You are viewing a plain text version of this content. The canonical link for it is here.
Posted to commits@pinot.apache.org by ja...@apache.org on 2019/05/14 21:07:02 UTC

[incubator-pinot] 01/01: Do not limit number of groups in combine operator (inter-segments)

This is an automated email from the ASF dual-hosted git repository.

jackie pushed a commit to branch num-groups-limit
in repository https://gitbox.apache.org/repos/asf/incubator-pinot.git

commit d187704de14c40fa4f35a2ace2ace46d75488db7
Author: Jackie (Xiaotian) Jiang <xa...@linkedin.com>
AuthorDate: Tue May 14 13:59:54 2019 -0700

    Do not limit number of groups in combine operator (inter-segments)
    
    Right now we limit number of groups stored both inner-segment and
    inter-segments with the same limit. Once the segment results reach
    the inner-segment limit, it will also reach the inter-segments
    limit after combining the results in the combine operator. This
    will cause the new groups from the other segment being dropped.
    This might cause inconsistent result depending on the order of
    segment execution.
    The solution would be, only limit number of groups inside segment
    but not inter-segments to get consistent result regardless of the
    order of execution.
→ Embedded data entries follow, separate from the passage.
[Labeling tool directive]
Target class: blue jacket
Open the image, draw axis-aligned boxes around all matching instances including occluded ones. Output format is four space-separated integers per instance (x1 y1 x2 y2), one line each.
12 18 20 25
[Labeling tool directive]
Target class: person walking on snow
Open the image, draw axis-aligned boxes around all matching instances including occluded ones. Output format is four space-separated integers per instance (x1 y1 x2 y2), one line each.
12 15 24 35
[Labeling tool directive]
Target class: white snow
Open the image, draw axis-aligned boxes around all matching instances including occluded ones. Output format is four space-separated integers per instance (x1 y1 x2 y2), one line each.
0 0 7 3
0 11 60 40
This won't increase the memory cost
    significantly because most of the groups stored inner-segment
    should be the same.
---
 .../apache/pinot/core/operator/CombineGroupByOperator.java | 14 ++++----------
 .../java/org/apache/pinot/core/plan/CombinePlanNode.java   |  1 +
 .../pinot/core/plan/maker/InstancePlanMakerImplV2.java     |  2 +-
 3 files changed, 6 insertions(+), 11 deletions(-)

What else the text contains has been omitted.